Gov. David Paterson warned Monday that New York’s budget is likely to miss the April 1 deadline, in part because the Legislature isn’t scheduled to be in Albany the week before the due date.
The Legislature is scheduled to observe the Passover and Easter holidays March 26-April 6.
Paterson said there is just too much to do and too little negotiation to get it done with just two weeks left before the 2010-11 fiscal year begins. He said the budget — expected to be about $130 billion with a $9.2 billion deficit to address — may be settled by the end of April.
But the Democratic governor said he can’t tell how likely the Assembly and Senate are to change his proposed budget because he has yet to receive basic budget proposals from them.
The leaders could try to negotiate a budget proposal without Paterson, but they would have to first reject his proposal. Paterson submitted a balanced budget proposal in January that included some spending cuts.
A spokesman for Assembly Speaker Sheldon Silver, who is an orthodox Jew and observes the holidays away from Albany, didn’t immediately comment.

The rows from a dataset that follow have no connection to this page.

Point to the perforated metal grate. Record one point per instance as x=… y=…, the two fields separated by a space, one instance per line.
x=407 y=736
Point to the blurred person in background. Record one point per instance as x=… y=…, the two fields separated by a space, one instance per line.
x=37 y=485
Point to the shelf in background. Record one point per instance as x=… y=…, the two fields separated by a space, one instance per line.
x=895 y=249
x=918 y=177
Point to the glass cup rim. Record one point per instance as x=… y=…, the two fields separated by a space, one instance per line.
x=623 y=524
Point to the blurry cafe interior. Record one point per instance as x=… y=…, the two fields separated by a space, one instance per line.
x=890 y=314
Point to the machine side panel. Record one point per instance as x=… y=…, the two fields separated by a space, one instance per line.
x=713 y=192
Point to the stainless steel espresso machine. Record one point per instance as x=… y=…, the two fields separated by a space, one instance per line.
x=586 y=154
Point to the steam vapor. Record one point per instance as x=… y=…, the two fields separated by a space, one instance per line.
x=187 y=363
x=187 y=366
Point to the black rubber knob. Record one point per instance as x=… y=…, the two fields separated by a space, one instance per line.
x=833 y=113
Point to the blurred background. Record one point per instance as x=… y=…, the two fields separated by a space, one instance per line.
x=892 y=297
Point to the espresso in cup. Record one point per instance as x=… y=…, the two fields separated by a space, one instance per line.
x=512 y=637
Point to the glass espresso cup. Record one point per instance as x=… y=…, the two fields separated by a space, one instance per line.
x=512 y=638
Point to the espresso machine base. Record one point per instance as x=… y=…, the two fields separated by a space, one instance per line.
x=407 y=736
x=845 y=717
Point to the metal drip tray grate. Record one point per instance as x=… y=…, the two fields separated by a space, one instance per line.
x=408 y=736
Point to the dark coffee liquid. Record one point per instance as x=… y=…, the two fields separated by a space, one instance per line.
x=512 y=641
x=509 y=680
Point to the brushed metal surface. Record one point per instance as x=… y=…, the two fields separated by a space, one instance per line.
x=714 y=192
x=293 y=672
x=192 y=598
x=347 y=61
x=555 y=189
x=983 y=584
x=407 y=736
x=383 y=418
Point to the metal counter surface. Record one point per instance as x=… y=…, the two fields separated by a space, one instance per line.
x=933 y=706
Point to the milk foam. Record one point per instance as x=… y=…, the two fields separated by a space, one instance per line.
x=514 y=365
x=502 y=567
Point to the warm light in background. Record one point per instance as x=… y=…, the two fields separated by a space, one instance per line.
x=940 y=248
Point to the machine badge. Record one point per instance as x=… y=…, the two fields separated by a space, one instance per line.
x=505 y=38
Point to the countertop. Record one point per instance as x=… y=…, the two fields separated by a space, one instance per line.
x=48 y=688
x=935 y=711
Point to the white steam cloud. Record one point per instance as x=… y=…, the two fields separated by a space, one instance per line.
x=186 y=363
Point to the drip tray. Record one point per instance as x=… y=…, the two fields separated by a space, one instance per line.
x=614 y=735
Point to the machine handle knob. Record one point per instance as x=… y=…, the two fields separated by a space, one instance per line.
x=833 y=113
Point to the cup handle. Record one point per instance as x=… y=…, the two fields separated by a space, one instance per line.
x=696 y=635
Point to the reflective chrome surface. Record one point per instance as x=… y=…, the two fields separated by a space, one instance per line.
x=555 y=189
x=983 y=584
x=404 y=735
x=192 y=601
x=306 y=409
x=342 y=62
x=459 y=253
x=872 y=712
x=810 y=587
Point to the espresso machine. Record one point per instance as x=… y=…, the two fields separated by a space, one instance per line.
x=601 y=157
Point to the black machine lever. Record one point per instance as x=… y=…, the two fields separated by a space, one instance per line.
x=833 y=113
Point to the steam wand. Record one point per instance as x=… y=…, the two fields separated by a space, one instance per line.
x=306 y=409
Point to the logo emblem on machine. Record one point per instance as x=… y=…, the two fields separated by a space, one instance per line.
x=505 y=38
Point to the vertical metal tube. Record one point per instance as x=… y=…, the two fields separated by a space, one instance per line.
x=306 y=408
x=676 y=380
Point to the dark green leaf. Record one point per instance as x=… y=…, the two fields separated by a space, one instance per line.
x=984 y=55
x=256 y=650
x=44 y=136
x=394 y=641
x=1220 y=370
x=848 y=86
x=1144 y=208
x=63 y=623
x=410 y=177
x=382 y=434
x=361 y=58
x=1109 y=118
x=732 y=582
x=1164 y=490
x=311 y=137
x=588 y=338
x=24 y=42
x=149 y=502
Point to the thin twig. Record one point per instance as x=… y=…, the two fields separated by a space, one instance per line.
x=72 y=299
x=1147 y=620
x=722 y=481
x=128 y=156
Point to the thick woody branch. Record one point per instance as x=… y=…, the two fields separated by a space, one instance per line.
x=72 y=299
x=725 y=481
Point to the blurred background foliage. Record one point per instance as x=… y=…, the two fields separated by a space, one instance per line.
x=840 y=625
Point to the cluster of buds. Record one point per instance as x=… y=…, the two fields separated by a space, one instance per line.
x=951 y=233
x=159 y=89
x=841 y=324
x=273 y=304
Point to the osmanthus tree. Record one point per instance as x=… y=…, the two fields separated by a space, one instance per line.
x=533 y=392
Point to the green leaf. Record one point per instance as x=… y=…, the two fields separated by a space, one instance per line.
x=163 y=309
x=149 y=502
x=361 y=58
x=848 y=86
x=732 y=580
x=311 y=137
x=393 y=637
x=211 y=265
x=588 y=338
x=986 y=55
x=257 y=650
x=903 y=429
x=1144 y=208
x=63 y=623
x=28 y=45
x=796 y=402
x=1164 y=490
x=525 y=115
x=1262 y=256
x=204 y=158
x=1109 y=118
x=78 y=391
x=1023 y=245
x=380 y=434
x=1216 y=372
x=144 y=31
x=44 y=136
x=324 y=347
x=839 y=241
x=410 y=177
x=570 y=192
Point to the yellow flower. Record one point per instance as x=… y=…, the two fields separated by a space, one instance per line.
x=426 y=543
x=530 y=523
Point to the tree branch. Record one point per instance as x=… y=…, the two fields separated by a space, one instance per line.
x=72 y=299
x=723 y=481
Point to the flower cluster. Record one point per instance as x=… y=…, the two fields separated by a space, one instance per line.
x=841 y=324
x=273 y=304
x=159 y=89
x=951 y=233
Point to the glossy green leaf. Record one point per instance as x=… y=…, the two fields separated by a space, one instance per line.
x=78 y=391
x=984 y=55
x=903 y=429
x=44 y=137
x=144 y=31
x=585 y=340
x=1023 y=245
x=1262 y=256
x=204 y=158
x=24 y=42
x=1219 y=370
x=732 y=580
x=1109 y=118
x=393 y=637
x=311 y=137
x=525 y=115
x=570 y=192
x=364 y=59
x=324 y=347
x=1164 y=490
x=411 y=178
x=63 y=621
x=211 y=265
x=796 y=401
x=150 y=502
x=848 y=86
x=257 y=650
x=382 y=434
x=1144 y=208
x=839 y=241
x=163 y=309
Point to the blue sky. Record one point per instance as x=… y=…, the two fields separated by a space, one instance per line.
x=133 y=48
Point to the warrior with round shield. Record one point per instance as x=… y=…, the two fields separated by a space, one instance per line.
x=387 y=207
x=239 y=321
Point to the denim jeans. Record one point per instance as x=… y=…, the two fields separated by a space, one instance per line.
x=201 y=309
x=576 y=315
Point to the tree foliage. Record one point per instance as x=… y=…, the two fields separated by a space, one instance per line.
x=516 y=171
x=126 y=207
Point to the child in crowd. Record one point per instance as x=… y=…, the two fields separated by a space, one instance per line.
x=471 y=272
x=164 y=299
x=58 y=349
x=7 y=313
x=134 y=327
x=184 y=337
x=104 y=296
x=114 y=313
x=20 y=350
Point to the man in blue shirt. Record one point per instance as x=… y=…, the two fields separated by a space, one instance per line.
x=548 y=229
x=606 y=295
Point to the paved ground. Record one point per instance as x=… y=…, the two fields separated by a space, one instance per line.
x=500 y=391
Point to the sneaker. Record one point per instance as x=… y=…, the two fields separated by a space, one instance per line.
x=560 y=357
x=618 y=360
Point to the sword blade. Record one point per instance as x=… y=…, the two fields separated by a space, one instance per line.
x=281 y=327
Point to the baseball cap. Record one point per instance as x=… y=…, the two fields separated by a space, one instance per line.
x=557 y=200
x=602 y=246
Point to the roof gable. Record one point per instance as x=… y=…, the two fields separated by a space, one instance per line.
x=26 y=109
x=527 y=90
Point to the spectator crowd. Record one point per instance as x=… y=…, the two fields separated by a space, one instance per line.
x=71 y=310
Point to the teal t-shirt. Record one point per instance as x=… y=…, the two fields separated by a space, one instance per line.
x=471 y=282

Meeting the deadline isn’t a top priority of the Senate, which values a good budget more than an on-time one, said Austin Shafran, spokesman for the Democratic majority.
“Right now, our priorities remain the same: a responsible and bipartisan budget that New Yorkers can afford,” Shafran said. “We’ve had past years in which budgets have been passed on time and have done nothing to mitigate the borrow-tax-spend and pass-the-buck politics that Albany has played too long.”
Speaking to reporters at a Westchester event, Paterson said that if he gets budget proposals from the Legislature soon, “It could be done within the month.”
“Of this year?” quipped Blair Horner of the New York Public Interest Research Group, who has watched Albany craft more than 20 budgets — most of them weeks or months late, until recent years.
Late budgets often cost more than on-time ones because municipal governments, schools and nonprofit social service agencies often have to borrow or cut programs and jobs until full state funding arrives.
Late budgets can also hurt the state’s credit rating, making it more expensive for the state to borrow money. The state once had a string of more than 20 straight late budgets dating to the 1980s.
“It exacerbates the perception that Albany is governed by people who don’t have the slightest sense of the consequences of their failure to act,” said Republican candidate for governor Rick Lazio. “Every week that goes by is another week where investors lose patience with New York, where we lose our ability to retain and attract jobs and where we head closer to fiscal calamity.”
“There could be high-level discussions that we don’t know about,” Horner said. “But it’s a concern because it’s taxpayers’ dollars being negotiated and the public should know how the money is being spent.”
“My feeling is, in terms of spending, my colleagues have gotten it,” Paterson said. “They realize we can’t spend now, which is a huge step.
“But now the problem is, how do you balance a budget when you owe $9.2 billion and you don’t want to tax — because we don’t — and you don’t want to borrow because that will injure our credit rating,” Paterson said. “It’s going to have to be all cuts, and I think they are having a hard time grappling with it.”
The Legislature is also reviewing Lt. Gov. Richard Ravitch’s proposal from last week. It calls for a restructuring of how budgets are done to align spending with revenues and do it by borrowing up to $6 billion over the next three years. Ravitch also proposed moving the start of the fiscal year to July 1, when most other states start, and doing an interim three-month budget.